К. Морескини. Глава девятая. Христианская греческая философия в VI и VII веках. I. Псевдо-Дионисий Ареопагит 8. Мистическое учение / История патристической философии

Claudio Moreschini. Storia della filosofia patristica.
Brescia, Editrice Marcelliana, 2004.

Перевод с итальянского Л. П. Горбуновой
Редакция перевода, богословская редакция,
примечания иерея Михаила Асмуса
Редакция перевода, философская редакция,
унификация терминологии, сверка и перевод латинских
и греческих текстов монаха Диодора Ларионова

 

 

Уже отмечалось, как последовательное использование апофатического метода, посредством которого познается не что есть Бог, но только то, чем Он не является, с неизбежностью разрешается в неведение и в безмолвие и как, следовательно, знание о Боге совпадает с незнанием о Нем.

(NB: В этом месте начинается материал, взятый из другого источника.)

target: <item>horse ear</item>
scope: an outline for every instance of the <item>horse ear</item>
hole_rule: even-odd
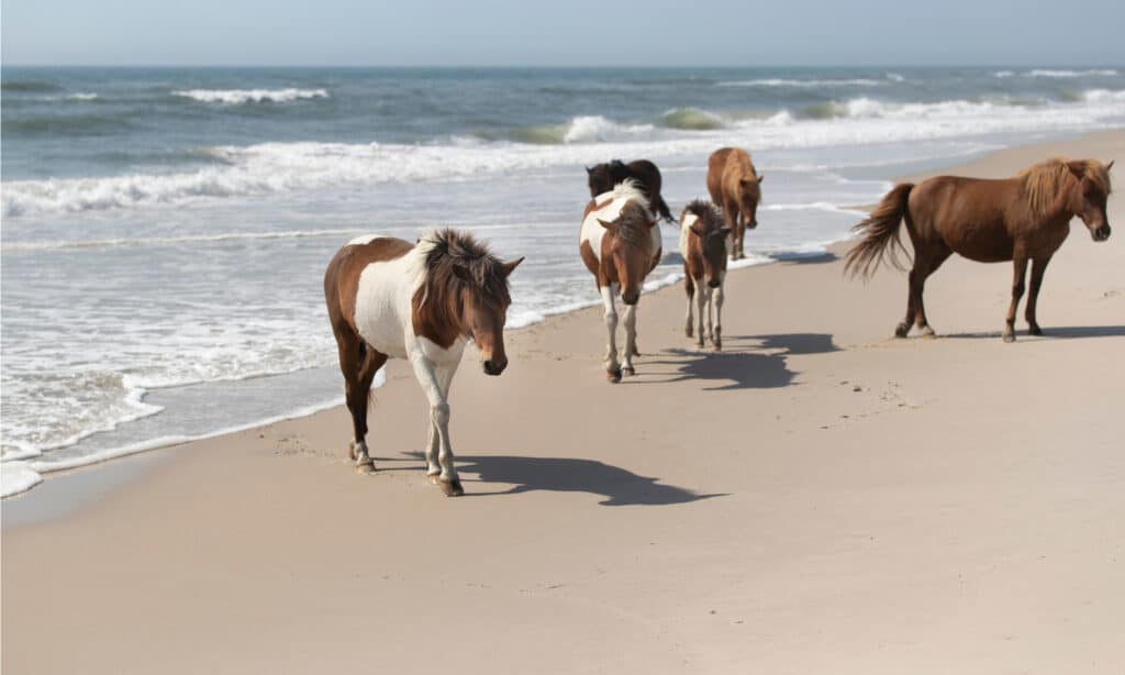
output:
[[[501,263],[501,269],[504,270],[504,277],[510,277],[512,274],[512,272],[515,271],[515,268],[520,267],[521,262],[523,262],[523,256],[522,255],[520,258],[516,258],[515,260],[510,261],[510,262],[502,262]]]

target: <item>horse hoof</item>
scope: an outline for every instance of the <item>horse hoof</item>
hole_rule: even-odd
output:
[[[441,488],[442,494],[447,497],[459,497],[465,494],[465,488],[461,487],[461,482],[457,478],[452,480],[439,480],[438,487]]]

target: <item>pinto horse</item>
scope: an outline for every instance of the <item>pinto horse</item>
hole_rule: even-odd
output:
[[[649,210],[648,199],[637,181],[627,179],[610,192],[598,195],[586,205],[578,251],[586,269],[594,274],[597,290],[605,305],[605,327],[609,346],[605,374],[611,382],[620,382],[621,374],[636,375],[632,358],[637,352],[637,303],[645,277],[660,262],[660,228]],[[624,363],[618,362],[618,310],[615,296],[626,304]]]
[[[388,358],[407,359],[430,400],[426,474],[447,496],[465,494],[449,443],[449,385],[469,339],[486,374],[500,375],[507,366],[507,277],[522,261],[501,262],[453,230],[429,233],[416,244],[361,236],[335,254],[324,274],[324,297],[340,349],[357,470],[375,470],[366,440],[371,380]]]
[[[660,170],[652,162],[637,160],[626,164],[621,160],[613,160],[604,164],[595,164],[592,169],[586,168],[586,182],[590,184],[591,197],[610,192],[613,190],[613,186],[629,178],[640,184],[652,213],[672,222],[672,212],[664,202],[664,197],[660,197],[660,184],[663,183]]]
[[[746,258],[742,240],[746,230],[758,226],[758,202],[762,201],[762,181],[750,161],[750,153],[740,147],[720,147],[706,162],[706,189],[711,201],[722,209],[727,225],[734,231],[731,260]]]
[[[706,308],[706,336],[717,350],[722,349],[722,300],[727,279],[727,227],[713,205],[696,199],[680,214],[680,255],[684,259],[684,290],[687,316],[684,334],[693,332],[692,306],[699,313],[695,344],[703,348],[703,310]],[[711,313],[714,312],[712,327]]]
[[[922,289],[926,278],[951,254],[960,253],[978,262],[1011,260],[1015,274],[1004,341],[1012,342],[1016,309],[1024,295],[1024,277],[1030,260],[1030,295],[1025,317],[1028,333],[1042,335],[1035,305],[1043,272],[1070,234],[1071,218],[1081,218],[1094,241],[1109,238],[1106,200],[1113,164],[1053,159],[1001,180],[939,176],[917,186],[899,183],[867,219],[854,227],[863,238],[848,251],[845,271],[870,277],[888,252],[890,262],[902,269],[891,244],[903,249],[899,226],[906,220],[914,243],[914,267],[907,316],[894,330],[896,336],[906,338],[911,324],[926,335],[934,334],[926,320]]]

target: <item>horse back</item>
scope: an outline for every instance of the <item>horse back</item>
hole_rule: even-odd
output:
[[[1027,223],[1019,179],[937,176],[910,192],[907,226],[916,248],[939,240],[978,262],[1011,260]]]
[[[406,255],[414,244],[389,236],[375,236],[366,242],[354,240],[336,251],[324,272],[324,299],[334,330],[357,331],[356,298],[360,276],[368,266]]]
[[[727,158],[734,152],[734,147],[720,147],[711,153],[706,161],[706,190],[711,194],[711,201],[722,204],[722,173],[727,169]]]

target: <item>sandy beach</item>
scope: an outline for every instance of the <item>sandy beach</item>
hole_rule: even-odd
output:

Сообразно с принципом, сформулированным Аристотелем и усвоенным неоплатонизмом, познание может иметь место только между подобными реальностями, поэтому тот, кто хочет соединиться с Богом, Который в Своем трансцендентном пребывании есть абсолютное единство, превосходящее Единое и ум, должен стать Ему подобным, превзойдя собственный ум, и свести себя ко всецелому единству. Мистическое единение, которое ради достижения неведения предполагает успокоение или прекращение любой мысленной активности и любой формы рационального познания («О божественных именах», I 1; IV 11; VII 3, «О мистическом богословии», I 1, 3), есть состояние, высшее по отношению к мысли и к уму («О божественных именах», I 4), и характеризуется сведением к единству всех способностей души. Во время мистического единения человеческий ум утрачивает собственную самотождественность и более не принадлежит самому себе, но только предмету желания, его к себе привлекшего в качестве абсолютной красоты и причины возвращения («О божественных именах»; III 2, IV 13).

Последовательное восхождение человеческого ума к Богу символизируется в Священном Писании восхождением Моисея на гору Синай, описанным в I главе «Мистического богословия» (этот мотив присутствует уже у Филона и имеет долгую историю в патристической мысли): очищение, которому Моисей подвергается предварительно, есть символ очищения, необходимого для достижения высшего знания; звуки, которые он слышит, и сияние, которое он видит при начале восхождения, суть символы различных знаний, основывающихся либо на чувствах, либо на разуме; мрак, в который он вступает и который окутывает его, есть символ всецелого неведения (человеческий ум погружается в него в конце исследования, состоящего в «абстрагировании», или «отрицании»), а ослепительный свет, проступающий во мраке, есть, наконец, символ сверхсущественного знания, присущего мистическому единению, которое оставляет позади себя всякую чувственную и мысленную активность, не смешиваясь с сиянием, которое было видно до того.

Как это происходит и в неоплатонизме, это мистическое единение происходит без посредника. Даже если в некоторых местах Псевдо-Дионисий и признает роль Иисуса в рамках процесса приближения к Первоначалу, объективно следует признать, что эта роль выглядит у него довольно незначительной по сравнению с той, которая отмечается у Климента, у Оригена и у Григория Нисского. Не только идея прямого — без посредников — соединения человеческого ума с Богом, но также и идея перехода рационального познания в неведение, идея превосходства мистического единения над мыслью и над познанием, сведения себя к единству и полному отождествлению человеческого ума с предметом его желания образуют мистическое учение Псевдо-Дионисия, которое несет на себе неизгладимую печать неоплатонизма.